Sweet Potato and Quinoa Fritters
Serves 4 to 6
- 1 Large Sweet Potato
- 1 Cup Quinoa
- 2 Cups Water (or vegetable broth for extra flavor)
- 1/2 White Onion
- 3 Garlic Cloves
- 4 Eggs
- 1 Teaspoon Garlic Powder
- 1 Teaspoon Salt
- 2 Teaspoons Pepper
- 2 Cups Coconut Oil or Avocado Oil
- 1 Cup Raw Cashews & 2 Cups Water
- 1/4 Cup Tahini
- 1 Bunch Fresh Parsley
- 2 Garlic Cloves
- 1/8 Cup Olive Oil
- 3/4 Cup Water From Soaking Cashews
- 1 Teaspoon Red Pepper Flakes
- 1 Teaspoon Salt
- 1 Teaspoon Pepper
- Add 1 cup of cashews to a container with a lid (I use a mason jar) and add boiling water to the cashews (about 2 cups). Let sit for 1 to 2 hours.
- Once Cashews are soft add cashews (save the water), tahini, garlic, red pepper flakes, 3/4 cup cashew water, oil, parsley, salt and pepper to a bullet or blender. Mix on high until creamy and smooth. If it is too thick add more cashew water 1 tablespoon at a time.
- Using a potato peeler to peel the skin off of the sweet potato. Then use a cheese grater to grate the sweet potato into small pieces.
- Add 1 cup of quinoa and 2 cups of water or vegetable broth to a medium pot and cook over medium heat with a lid for 10 minutes or until all the quinoa has absorbed the liquid.
- Chop up your onion and garlic into small pieces.
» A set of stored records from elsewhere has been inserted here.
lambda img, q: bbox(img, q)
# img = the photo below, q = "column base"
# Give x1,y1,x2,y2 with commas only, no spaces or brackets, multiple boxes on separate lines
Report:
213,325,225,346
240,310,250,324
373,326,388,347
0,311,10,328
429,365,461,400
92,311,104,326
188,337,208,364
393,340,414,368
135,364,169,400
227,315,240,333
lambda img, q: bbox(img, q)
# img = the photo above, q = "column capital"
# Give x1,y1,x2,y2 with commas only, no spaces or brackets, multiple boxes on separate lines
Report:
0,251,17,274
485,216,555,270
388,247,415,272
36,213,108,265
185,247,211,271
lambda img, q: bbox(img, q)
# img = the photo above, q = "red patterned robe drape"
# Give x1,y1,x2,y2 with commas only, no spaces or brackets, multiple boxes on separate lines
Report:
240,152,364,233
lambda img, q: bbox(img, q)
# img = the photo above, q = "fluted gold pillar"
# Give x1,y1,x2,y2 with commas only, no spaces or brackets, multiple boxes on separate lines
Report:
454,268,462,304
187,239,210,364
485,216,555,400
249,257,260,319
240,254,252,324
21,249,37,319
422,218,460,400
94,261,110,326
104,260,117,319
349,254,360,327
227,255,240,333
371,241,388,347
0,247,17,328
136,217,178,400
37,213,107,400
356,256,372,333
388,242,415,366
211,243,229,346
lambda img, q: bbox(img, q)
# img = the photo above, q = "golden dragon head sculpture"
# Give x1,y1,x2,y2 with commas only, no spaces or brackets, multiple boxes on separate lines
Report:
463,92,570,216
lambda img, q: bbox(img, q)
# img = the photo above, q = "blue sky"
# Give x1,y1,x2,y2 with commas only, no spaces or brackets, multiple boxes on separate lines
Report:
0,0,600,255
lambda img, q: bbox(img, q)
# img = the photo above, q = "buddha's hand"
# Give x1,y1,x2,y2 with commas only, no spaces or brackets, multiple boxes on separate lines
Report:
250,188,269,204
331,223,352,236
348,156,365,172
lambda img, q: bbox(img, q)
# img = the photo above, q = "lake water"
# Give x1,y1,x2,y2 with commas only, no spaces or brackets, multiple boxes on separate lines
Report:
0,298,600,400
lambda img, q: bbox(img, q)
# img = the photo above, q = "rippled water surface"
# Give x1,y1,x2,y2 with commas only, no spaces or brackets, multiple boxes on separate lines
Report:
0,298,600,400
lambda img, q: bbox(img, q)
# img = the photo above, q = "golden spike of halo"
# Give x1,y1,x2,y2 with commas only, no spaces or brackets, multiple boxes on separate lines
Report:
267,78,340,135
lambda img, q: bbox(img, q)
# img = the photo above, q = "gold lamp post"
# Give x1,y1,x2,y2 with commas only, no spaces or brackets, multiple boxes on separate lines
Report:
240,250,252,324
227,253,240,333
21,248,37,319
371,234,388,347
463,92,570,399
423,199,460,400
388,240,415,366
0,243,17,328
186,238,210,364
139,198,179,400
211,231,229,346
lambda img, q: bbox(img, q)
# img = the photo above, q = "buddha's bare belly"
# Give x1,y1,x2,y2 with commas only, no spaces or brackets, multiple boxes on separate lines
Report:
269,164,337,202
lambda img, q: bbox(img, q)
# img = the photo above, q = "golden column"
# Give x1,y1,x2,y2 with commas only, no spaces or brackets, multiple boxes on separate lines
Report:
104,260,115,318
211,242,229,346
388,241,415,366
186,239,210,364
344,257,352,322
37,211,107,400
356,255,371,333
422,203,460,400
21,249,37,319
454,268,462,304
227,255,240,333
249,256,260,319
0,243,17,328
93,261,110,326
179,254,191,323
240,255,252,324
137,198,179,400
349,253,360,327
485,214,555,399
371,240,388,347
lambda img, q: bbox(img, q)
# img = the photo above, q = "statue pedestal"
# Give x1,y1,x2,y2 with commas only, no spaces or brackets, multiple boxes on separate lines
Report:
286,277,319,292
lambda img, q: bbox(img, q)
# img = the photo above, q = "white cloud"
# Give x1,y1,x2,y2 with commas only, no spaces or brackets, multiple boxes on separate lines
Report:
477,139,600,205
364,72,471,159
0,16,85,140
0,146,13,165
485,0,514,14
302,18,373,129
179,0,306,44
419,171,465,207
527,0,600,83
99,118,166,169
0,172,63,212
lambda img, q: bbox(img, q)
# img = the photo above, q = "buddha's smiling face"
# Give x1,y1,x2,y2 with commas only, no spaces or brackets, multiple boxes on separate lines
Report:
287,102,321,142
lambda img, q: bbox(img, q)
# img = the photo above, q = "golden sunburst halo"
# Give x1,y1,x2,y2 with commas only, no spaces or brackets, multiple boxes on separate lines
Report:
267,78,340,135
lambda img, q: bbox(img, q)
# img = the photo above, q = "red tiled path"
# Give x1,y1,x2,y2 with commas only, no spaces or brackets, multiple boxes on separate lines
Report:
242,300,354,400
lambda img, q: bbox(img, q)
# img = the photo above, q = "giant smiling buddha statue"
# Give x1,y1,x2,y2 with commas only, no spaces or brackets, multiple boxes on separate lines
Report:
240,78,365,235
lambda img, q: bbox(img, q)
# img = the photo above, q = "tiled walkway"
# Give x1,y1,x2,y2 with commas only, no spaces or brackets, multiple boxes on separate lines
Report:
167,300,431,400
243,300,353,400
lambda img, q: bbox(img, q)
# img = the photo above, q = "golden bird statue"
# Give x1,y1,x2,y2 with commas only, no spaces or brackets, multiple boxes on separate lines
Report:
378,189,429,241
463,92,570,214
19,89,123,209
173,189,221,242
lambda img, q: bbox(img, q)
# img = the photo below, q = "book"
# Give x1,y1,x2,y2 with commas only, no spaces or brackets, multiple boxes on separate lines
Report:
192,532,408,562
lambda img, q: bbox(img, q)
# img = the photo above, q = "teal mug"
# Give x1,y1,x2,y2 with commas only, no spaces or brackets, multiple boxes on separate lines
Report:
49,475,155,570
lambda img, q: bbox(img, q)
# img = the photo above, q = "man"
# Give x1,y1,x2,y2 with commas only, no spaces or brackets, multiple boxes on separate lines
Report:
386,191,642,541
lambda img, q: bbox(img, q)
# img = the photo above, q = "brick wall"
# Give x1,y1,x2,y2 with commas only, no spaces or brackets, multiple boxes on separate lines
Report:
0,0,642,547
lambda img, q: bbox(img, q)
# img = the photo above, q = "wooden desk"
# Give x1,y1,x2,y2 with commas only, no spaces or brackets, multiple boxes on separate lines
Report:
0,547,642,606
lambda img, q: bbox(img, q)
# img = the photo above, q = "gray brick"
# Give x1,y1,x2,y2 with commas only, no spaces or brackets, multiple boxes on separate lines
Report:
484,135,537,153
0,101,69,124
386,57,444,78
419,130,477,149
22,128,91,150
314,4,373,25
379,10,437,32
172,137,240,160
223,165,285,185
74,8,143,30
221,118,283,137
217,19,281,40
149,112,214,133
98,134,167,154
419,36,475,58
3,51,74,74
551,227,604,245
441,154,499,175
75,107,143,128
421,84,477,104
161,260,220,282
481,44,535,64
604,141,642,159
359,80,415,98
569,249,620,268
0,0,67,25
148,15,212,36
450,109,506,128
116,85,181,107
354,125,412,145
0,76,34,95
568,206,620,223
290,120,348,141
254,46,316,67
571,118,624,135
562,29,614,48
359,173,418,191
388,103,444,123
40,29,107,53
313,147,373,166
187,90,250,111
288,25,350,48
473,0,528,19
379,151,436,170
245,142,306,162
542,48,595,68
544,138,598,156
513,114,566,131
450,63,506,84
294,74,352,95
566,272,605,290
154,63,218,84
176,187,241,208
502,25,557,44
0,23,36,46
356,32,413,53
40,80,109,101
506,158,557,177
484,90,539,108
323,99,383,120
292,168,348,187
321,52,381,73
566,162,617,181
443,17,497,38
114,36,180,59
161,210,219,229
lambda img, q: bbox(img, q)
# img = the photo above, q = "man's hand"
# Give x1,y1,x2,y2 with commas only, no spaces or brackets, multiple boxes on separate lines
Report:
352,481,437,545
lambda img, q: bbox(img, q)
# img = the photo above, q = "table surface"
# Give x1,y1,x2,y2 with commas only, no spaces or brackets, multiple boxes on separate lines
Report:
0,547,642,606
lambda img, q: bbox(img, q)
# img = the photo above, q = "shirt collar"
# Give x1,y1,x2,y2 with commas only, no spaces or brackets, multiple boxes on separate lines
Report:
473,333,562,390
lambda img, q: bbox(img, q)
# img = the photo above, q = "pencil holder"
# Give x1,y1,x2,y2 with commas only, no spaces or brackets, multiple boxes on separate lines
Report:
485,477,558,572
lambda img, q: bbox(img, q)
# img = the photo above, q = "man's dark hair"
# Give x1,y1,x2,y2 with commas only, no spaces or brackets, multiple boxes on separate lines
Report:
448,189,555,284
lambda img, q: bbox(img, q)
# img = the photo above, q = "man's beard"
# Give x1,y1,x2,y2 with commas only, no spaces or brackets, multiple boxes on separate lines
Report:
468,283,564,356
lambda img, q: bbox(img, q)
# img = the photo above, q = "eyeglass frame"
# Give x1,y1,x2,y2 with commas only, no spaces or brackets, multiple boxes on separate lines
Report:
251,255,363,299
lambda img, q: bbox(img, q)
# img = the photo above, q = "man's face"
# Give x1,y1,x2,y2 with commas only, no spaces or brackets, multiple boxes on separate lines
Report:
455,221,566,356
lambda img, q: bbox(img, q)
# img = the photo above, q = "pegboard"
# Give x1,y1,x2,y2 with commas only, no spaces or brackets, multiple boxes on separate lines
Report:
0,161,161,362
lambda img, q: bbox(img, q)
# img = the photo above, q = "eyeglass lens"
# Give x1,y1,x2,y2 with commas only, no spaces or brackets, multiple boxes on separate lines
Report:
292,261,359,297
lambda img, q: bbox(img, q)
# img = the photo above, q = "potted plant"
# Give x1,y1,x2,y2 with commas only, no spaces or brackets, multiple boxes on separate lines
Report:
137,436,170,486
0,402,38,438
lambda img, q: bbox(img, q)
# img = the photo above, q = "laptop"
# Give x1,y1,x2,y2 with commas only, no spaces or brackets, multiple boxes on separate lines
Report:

- In a large bowl mix, sweet potatoes, quinoa, onion, garlic, garlic powder, salt, and pepper. Mix well. Then add 4 eggs to the mixture and mix until well combined.
- In a large skillet add 2 cups of vegetable oil over medium heat. Wait 5 minutes to heat up.
- Mold small 3 to 4 inch circles of sweet potato mixture in your hand compacting the mixture into a small flat balls.
- Carefully place the balls into the oil. Fry 4 at a time.
- Turn the heat down to a low medium. Fry each side for 1 to 2 minutes or until you start to see both sides a crispy light golden brown color.